Deze focus op veranderingsprocessen die te maken hebben met leren, vooral in het formele type, is het centrale kenmerk van de psychologie van instructie. Zoals we echter hebben gezien, is het naast dit aspect moeilijk om het te onderscheiden van de psychologie van het onderwijs.
- Misschien ben je geïnteresseerd: "Een emotionele korte film over kinderen met verschillende vaardigheden"
De 4 verschillen tussen deze disciplines
Er zijn vier criteria beschreven die nuttig kunnen zijn voor onderscheid maken tussen de psychologie van het onderwijs en die van het onderwijs: de breedte van het object van studie, de theoretische oriëntatie die als basis dient, het analyseniveau waartoe zij in staat zijn en de leercontext waarnaar zij verwijzen.
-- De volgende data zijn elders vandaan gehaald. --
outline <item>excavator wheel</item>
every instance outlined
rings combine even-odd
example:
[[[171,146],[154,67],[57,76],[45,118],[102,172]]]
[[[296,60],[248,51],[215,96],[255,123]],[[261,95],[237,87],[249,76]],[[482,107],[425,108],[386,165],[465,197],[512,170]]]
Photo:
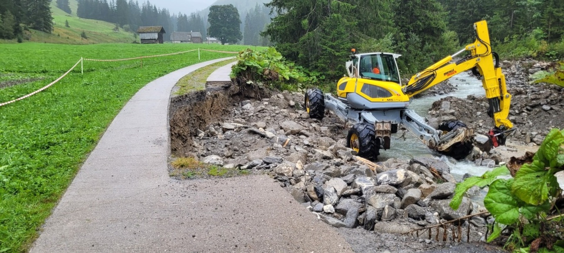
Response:
[[[391,124],[391,133],[396,133],[398,132],[398,124]]]
[[[325,98],[319,89],[310,89],[306,92],[306,111],[310,118],[321,120],[325,114]]]
[[[374,125],[358,123],[349,129],[347,147],[358,153],[358,156],[367,159],[376,160],[380,154],[380,141],[374,135]]]
[[[439,125],[439,130],[443,132],[451,132],[456,130],[459,128],[468,127],[463,122],[455,120],[452,121],[445,121]],[[442,151],[438,151],[443,155],[450,156],[456,160],[463,159],[472,152],[474,146],[472,142],[466,141],[455,143],[450,148]]]

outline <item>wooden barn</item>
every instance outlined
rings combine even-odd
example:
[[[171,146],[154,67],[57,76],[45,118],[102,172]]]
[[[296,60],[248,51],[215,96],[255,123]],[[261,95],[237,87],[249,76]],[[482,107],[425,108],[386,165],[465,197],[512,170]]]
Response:
[[[170,41],[173,43],[192,42],[192,36],[188,31],[175,31],[170,34]]]
[[[162,44],[163,34],[166,32],[162,26],[139,26],[137,33],[139,34],[141,44]]]

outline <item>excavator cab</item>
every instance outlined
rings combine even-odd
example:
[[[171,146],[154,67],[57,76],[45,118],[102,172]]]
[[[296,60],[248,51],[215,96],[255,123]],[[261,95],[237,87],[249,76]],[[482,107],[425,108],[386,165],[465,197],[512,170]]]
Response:
[[[348,77],[337,85],[337,96],[354,108],[386,109],[405,108],[409,98],[402,91],[402,80],[396,53],[355,53],[346,62]]]

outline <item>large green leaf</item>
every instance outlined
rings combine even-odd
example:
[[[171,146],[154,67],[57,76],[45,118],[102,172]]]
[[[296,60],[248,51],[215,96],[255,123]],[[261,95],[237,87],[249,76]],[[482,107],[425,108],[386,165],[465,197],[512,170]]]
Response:
[[[551,71],[540,71],[531,75],[531,83],[548,83],[564,87],[564,61],[558,62]]]
[[[449,205],[453,209],[457,210],[460,206],[460,203],[462,202],[462,198],[464,196],[464,193],[473,186],[477,186],[478,187],[483,188],[489,186],[497,177],[509,175],[509,170],[504,165],[487,171],[481,177],[472,177],[466,178],[464,181],[456,184],[455,196],[452,197],[452,200],[451,201]]]
[[[499,225],[497,223],[493,224],[492,228],[492,233],[488,237],[487,242],[491,242],[492,241],[499,237],[499,236],[501,234],[501,228],[499,227]]]
[[[523,164],[515,174],[512,192],[521,200],[531,205],[544,203],[548,199],[548,183],[554,176],[545,169],[544,162],[535,160]]]
[[[506,225],[515,223],[519,219],[519,200],[511,193],[513,180],[493,181],[484,198],[484,205],[496,221]]]
[[[544,138],[533,159],[539,160],[550,167],[556,166],[557,156],[561,151],[562,143],[564,143],[564,131],[552,129]]]

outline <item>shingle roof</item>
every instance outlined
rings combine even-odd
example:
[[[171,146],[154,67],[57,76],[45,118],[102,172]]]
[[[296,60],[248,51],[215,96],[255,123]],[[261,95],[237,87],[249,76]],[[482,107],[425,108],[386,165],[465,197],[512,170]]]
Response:
[[[166,33],[162,26],[139,26],[137,32],[143,33]]]
[[[174,41],[190,41],[190,33],[188,31],[175,31],[170,34],[170,40]]]

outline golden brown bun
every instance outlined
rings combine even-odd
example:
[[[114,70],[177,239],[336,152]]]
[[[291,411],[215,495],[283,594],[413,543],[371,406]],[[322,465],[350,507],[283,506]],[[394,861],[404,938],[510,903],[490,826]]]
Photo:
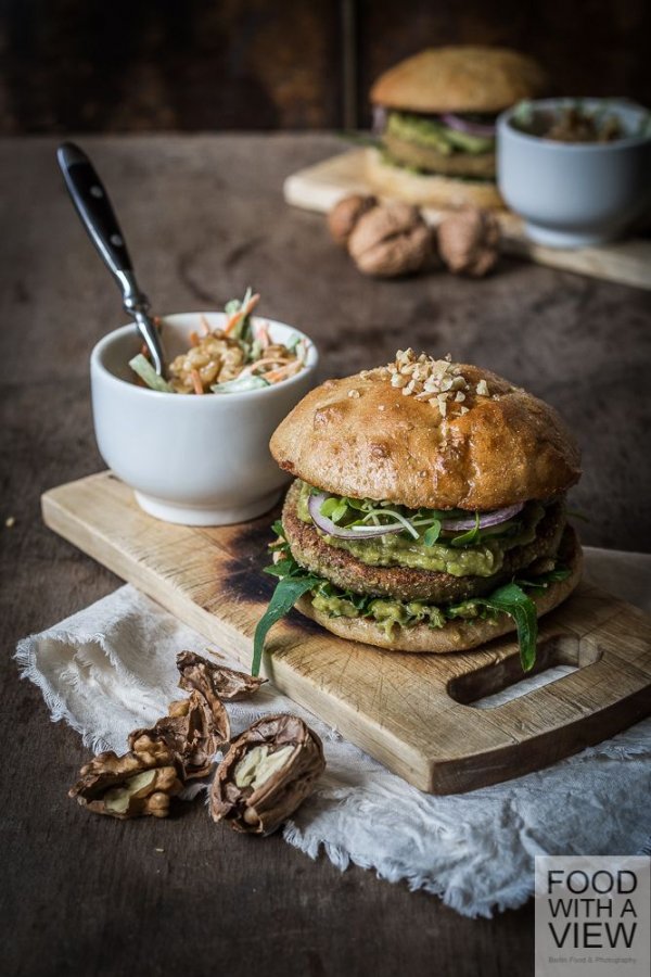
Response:
[[[578,480],[578,448],[552,407],[487,370],[459,369],[465,399],[447,417],[404,396],[383,368],[328,380],[277,428],[271,454],[326,492],[411,509],[497,509]],[[476,394],[481,380],[489,396]]]
[[[571,538],[572,556],[569,557],[571,575],[566,580],[551,583],[547,589],[539,593],[531,593],[532,600],[536,605],[538,618],[548,613],[559,604],[565,600],[580,580],[583,568],[583,553],[574,530],[567,528]],[[317,621],[327,631],[331,631],[339,637],[352,642],[363,642],[366,645],[375,645],[378,648],[386,648],[388,651],[423,651],[445,655],[448,651],[467,651],[486,645],[502,634],[515,631],[515,623],[507,614],[500,616],[497,621],[449,621],[444,627],[429,627],[426,624],[416,624],[413,627],[395,629],[390,637],[374,621],[366,618],[329,618],[328,614],[312,607],[311,598],[304,595],[296,602],[296,609]]]
[[[470,206],[489,211],[505,206],[495,183],[412,173],[404,166],[385,163],[376,149],[367,148],[365,169],[374,193],[404,200],[417,207],[457,210]]]
[[[545,76],[508,48],[429,48],[400,61],[371,88],[371,102],[408,112],[501,112],[536,98]]]

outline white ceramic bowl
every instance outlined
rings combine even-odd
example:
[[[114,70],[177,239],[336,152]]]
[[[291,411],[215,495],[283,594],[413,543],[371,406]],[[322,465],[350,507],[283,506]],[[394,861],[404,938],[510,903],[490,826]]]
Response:
[[[212,328],[225,320],[222,313],[164,318],[168,359],[189,348],[192,331],[201,334],[202,315]],[[137,386],[128,361],[141,340],[132,323],[108,333],[92,351],[98,447],[108,468],[136,491],[145,512],[184,525],[224,525],[253,519],[278,499],[288,477],[269,453],[269,439],[314,386],[318,354],[297,329],[264,321],[275,341],[307,340],[306,366],[289,380],[247,393],[201,397]]]
[[[534,110],[575,104],[544,99]],[[625,102],[582,99],[607,109],[625,131],[636,132],[644,109]],[[613,142],[556,142],[511,124],[514,109],[497,122],[497,173],[501,195],[525,221],[528,237],[550,248],[584,248],[621,237],[651,206],[651,137]]]

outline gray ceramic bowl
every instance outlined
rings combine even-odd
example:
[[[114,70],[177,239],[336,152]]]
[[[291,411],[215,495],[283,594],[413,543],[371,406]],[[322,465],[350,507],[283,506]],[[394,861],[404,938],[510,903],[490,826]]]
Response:
[[[535,111],[575,103],[545,99],[532,105]],[[515,109],[497,123],[500,193],[523,217],[527,236],[550,248],[612,241],[651,207],[651,136],[634,135],[647,110],[602,99],[582,103],[590,111],[607,107],[630,135],[613,142],[554,142],[515,128]]]

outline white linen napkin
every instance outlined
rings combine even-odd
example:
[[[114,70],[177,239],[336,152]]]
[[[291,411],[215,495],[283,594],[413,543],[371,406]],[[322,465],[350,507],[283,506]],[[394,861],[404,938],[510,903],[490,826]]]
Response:
[[[651,556],[586,549],[586,575],[651,611]],[[216,650],[123,586],[24,638],[16,659],[53,722],[65,720],[95,752],[122,753],[131,729],[154,722],[178,699],[175,655],[183,649]],[[542,684],[549,675],[534,681]],[[354,862],[390,881],[405,880],[464,915],[490,916],[496,908],[525,902],[536,854],[651,853],[651,719],[538,773],[432,797],[270,685],[251,702],[227,708],[233,735],[267,712],[294,712],[323,739],[328,767],[284,827],[290,845],[311,858],[322,849],[341,870]]]

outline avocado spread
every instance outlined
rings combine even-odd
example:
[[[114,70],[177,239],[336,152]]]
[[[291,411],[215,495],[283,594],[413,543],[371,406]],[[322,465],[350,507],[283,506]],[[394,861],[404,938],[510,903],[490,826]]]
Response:
[[[495,139],[489,136],[471,136],[469,132],[450,129],[439,119],[404,112],[390,113],[386,131],[396,139],[427,145],[444,156],[454,152],[488,153],[495,148]]]
[[[311,523],[307,508],[309,493],[310,486],[303,483],[297,513],[303,522]],[[544,515],[539,503],[527,503],[516,519],[495,526],[495,534],[483,532],[476,543],[467,546],[452,546],[451,541],[441,537],[427,546],[422,537],[414,540],[407,532],[359,542],[335,536],[324,536],[324,540],[330,546],[347,549],[370,567],[412,567],[452,576],[493,576],[501,569],[507,550],[533,543]]]

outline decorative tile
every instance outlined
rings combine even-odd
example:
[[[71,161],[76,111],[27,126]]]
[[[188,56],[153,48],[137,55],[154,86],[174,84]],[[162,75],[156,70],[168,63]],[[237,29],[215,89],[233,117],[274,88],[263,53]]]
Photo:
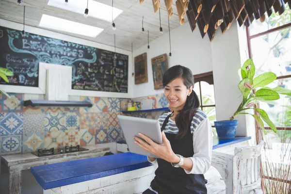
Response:
[[[43,113],[23,113],[24,133],[42,134],[45,130],[45,114]]]
[[[97,128],[100,128],[101,127],[106,127],[107,126],[107,117],[106,113],[97,113],[95,119],[95,124]]]
[[[63,146],[64,138],[66,133],[62,130],[58,130],[56,128],[52,128],[45,135],[45,148],[57,148]]]
[[[64,111],[69,113],[79,113],[80,109],[80,107],[65,107]]]
[[[23,134],[23,153],[35,151],[45,148],[45,133],[30,132]]]
[[[45,113],[44,118],[45,129],[49,131],[53,129],[65,131],[66,128],[66,113]]]
[[[8,98],[3,94],[0,94],[1,112],[4,113],[22,112],[21,104],[23,99],[23,95],[22,94],[9,94],[9,95],[12,99]]]
[[[97,110],[97,112],[107,112],[108,111],[107,97],[95,97],[95,106]]]
[[[80,129],[80,113],[68,113],[65,115],[66,127]]]
[[[80,97],[80,100],[86,101],[91,102],[93,104],[92,107],[81,107],[80,108],[80,113],[96,113],[97,112],[96,106],[95,106],[95,97]]]
[[[21,134],[23,132],[23,113],[7,113],[2,114],[0,122],[1,135]]]
[[[76,146],[80,144],[81,136],[78,134],[78,130],[75,128],[69,128],[65,132],[63,139],[64,146]]]
[[[19,154],[22,152],[22,135],[1,136],[1,155]]]
[[[120,112],[120,98],[109,97],[108,107],[109,112]]]
[[[22,112],[25,113],[44,113],[44,109],[41,107],[32,107],[30,106],[24,106]]]
[[[103,144],[108,142],[107,129],[102,127],[96,129],[95,132],[95,144]]]
[[[80,128],[81,129],[95,129],[95,120],[97,117],[96,113],[80,113]]]
[[[159,103],[162,108],[166,107],[169,105],[169,103],[168,103],[164,95],[162,95],[162,96],[159,99]]]
[[[108,138],[110,142],[116,142],[117,140],[120,137],[121,128],[120,127],[109,127],[108,128]]]
[[[117,115],[121,114],[121,113],[107,113],[107,126],[108,127],[119,127],[119,122],[117,118]]]

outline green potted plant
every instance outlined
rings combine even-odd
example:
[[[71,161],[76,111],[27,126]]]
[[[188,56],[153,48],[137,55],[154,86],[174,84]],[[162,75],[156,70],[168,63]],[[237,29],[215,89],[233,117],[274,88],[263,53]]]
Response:
[[[234,118],[240,114],[250,114],[253,116],[265,133],[266,132],[264,129],[263,120],[274,132],[276,132],[277,129],[269,118],[267,113],[261,109],[256,108],[256,105],[259,104],[259,101],[267,102],[277,100],[280,98],[279,94],[291,96],[291,90],[280,86],[275,88],[266,87],[276,80],[276,75],[269,72],[254,78],[255,71],[256,68],[253,60],[247,60],[241,69],[242,80],[238,84],[239,89],[243,96],[242,103],[229,120],[214,122],[214,126],[219,138],[234,138],[238,124],[238,121],[234,120]],[[259,115],[245,112],[245,111],[249,109],[253,109],[259,113]]]
[[[8,82],[8,78],[7,76],[13,76],[13,73],[10,70],[4,67],[0,67],[0,77],[2,78],[5,82]],[[0,89],[0,93],[3,94],[7,97],[11,99],[11,97],[7,93],[3,90]]]

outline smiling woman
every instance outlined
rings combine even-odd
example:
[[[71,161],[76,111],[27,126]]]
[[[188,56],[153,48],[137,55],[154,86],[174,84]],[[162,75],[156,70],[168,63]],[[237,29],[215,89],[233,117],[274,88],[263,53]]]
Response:
[[[139,135],[146,142],[134,137],[142,149],[159,157],[148,157],[158,167],[143,194],[207,194],[203,174],[210,166],[211,127],[198,109],[192,72],[181,65],[172,66],[165,72],[163,85],[171,111],[159,118],[163,143],[157,144],[142,134]]]

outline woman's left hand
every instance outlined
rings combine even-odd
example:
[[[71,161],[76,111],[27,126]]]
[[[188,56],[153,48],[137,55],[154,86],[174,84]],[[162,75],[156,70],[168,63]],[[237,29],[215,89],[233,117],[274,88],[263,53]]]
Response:
[[[163,142],[161,145],[156,144],[151,139],[142,133],[139,133],[138,134],[147,143],[145,142],[137,137],[134,137],[135,139],[134,143],[143,150],[148,151],[169,162],[178,163],[179,162],[179,157],[173,151],[170,142],[166,137],[166,135],[163,131],[162,132]]]

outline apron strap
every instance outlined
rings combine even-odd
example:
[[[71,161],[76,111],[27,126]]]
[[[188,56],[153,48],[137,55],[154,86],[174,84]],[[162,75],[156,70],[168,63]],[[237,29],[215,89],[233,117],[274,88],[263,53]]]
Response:
[[[171,115],[172,115],[172,114],[173,114],[173,113],[174,113],[174,111],[173,112],[173,113],[172,113],[171,114],[169,114],[167,116],[167,117],[164,121],[163,123],[162,123],[162,128],[161,129],[161,131],[162,131],[166,127],[166,125],[167,125],[167,123],[168,123],[168,122],[169,121],[169,119],[171,117]]]

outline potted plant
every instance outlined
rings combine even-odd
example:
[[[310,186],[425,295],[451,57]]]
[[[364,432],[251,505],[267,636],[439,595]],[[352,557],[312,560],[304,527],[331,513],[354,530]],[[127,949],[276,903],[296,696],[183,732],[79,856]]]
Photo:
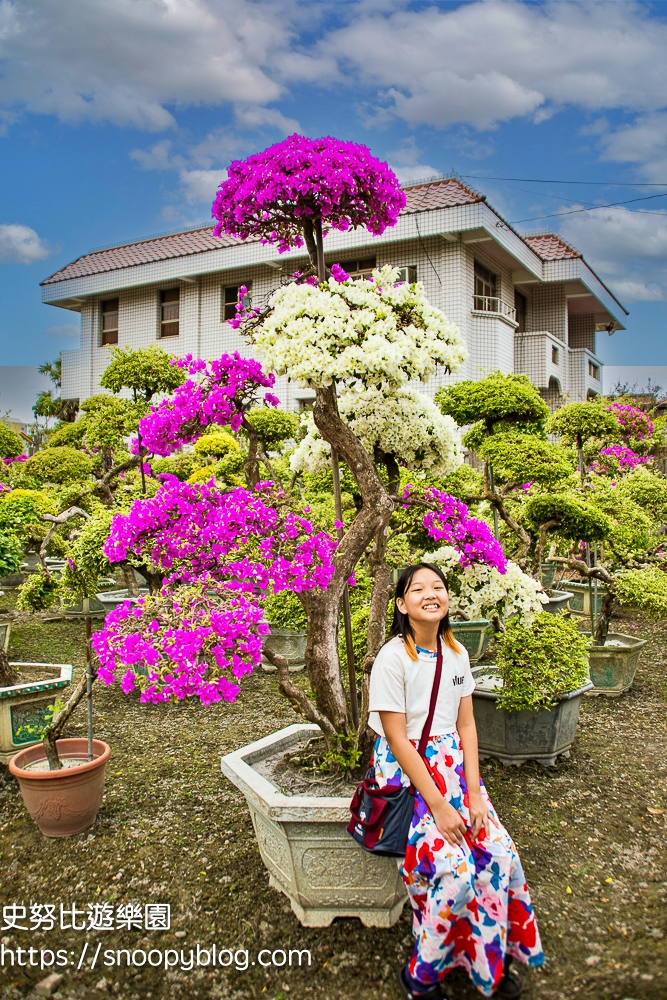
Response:
[[[497,665],[476,667],[479,752],[507,764],[552,765],[574,741],[588,677],[588,640],[574,622],[538,614],[497,637]]]

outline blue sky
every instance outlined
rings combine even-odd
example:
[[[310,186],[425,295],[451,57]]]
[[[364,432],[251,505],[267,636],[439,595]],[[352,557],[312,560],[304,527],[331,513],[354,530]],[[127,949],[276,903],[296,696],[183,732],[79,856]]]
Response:
[[[667,197],[575,211],[667,193],[666,51],[663,3],[0,0],[0,363],[78,343],[42,278],[207,220],[231,159],[300,131],[560,233],[630,310],[602,360],[666,365]]]

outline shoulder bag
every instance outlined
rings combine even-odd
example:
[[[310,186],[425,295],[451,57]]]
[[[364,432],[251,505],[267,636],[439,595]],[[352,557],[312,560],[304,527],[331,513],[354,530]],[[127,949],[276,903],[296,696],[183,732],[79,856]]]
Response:
[[[431,734],[441,675],[442,643],[440,636],[438,636],[438,656],[431,689],[431,701],[417,747],[417,752],[422,759],[426,753],[426,744]],[[415,787],[412,783],[409,786],[385,785],[380,788],[375,778],[375,768],[371,765],[350,803],[352,819],[347,827],[347,832],[366,851],[392,858],[402,858],[405,856],[405,848],[410,835],[414,806]]]

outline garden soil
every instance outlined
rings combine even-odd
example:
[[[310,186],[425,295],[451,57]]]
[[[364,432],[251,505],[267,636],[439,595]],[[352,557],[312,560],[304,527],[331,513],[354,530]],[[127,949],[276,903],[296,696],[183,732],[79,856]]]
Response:
[[[553,768],[482,764],[519,847],[547,955],[541,970],[526,973],[526,1000],[667,998],[667,622],[621,613],[613,628],[650,641],[628,694],[585,700],[571,757]],[[70,662],[76,677],[83,629],[82,621],[17,625],[10,656]],[[399,1000],[395,976],[411,950],[409,909],[389,930],[351,919],[301,927],[285,897],[269,888],[244,799],[221,774],[223,754],[294,721],[275,680],[261,671],[243,682],[236,704],[211,708],[140,705],[98,683],[95,736],[112,749],[104,802],[91,831],[63,840],[39,833],[0,767],[0,904],[10,907],[5,915],[21,912],[14,904],[28,915],[31,904],[49,904],[56,915],[54,930],[0,930],[2,1000],[33,1000],[51,971],[64,973],[56,1000]],[[84,706],[66,735],[85,735]],[[88,913],[109,903],[115,913],[130,901],[168,903],[170,929],[58,927],[61,904]],[[282,951],[307,949],[312,962],[165,973],[108,968],[100,957],[91,969],[100,943],[102,953],[216,944],[247,950],[251,962],[260,949],[276,951],[279,961]],[[62,949],[73,964],[12,967],[8,950],[19,946]],[[451,1000],[479,996],[459,971],[446,983]]]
Echter, momenteel deze 4 verschillen houden niet op een voorstel te zijn, omdat de definitie van beide disciplines nog steeds in het geding is. Het is te hopen dat naarmate de psychologie van het onderwijs en die van het onderwijs vordert, het belang van differentiële aspecten zal worden verdiept of geminimaliseerd..
1. Amplitude van het object van studie
De psychologie van het onderwijs heeft zich vooral gericht op formeel onderwijs, dat wil zeggen op de empowerment van de processen die betrokken zijn bij het lesgeven en bij het leren van vooraf vastgestelde leerinhouden. Door nadelen, de psychologie van het onderwijs heeft een breder karakter en het is van toepassing op het onderwijs in het algemeen, inclusief het informele type.
2. Theoretische en methodologische oriëntatie
Onderwijspsychologie heeft gedurende zijn hele geschiedenis veel theoretische en methodologische benaderingen gevolgd; onder deze onderscheiden gedrag, cognitivisme, observationele methoden of ecologische theorie. in ruil, de psychologie van instructie wordt in principe geïdentificeerd met cognitieve oriëntatie en soms is het opgenomen in dit veld.
3. Niveau van analyse
Terwijl de psychologie van het onderwijs zich richt op brede verschijnselen die van invloed zijn op het onderwijs in het algemeen (dat wil zeggen, het heeft een molair en macroscopisch perspectief), de psychologie van het onderwijs is meer moleculair en microscopisch omdat het meer specifieke aspecten bestudeert, bijvoorbeeld beperkt tot bepaalde soorten van leren of situaties.
4. Toepassingsgebied
De kennis die wordt verkregen door de psychologie van het onderwijs kan worden toegepast in elke vorm van onderwijscontext. Door nadelen, de psychologie van instructie is gerelateerd aan formele, opzettelijke en geplande lessen en heeft als hoofddoel het bevorderen van het leren van een bepaald type inhoud.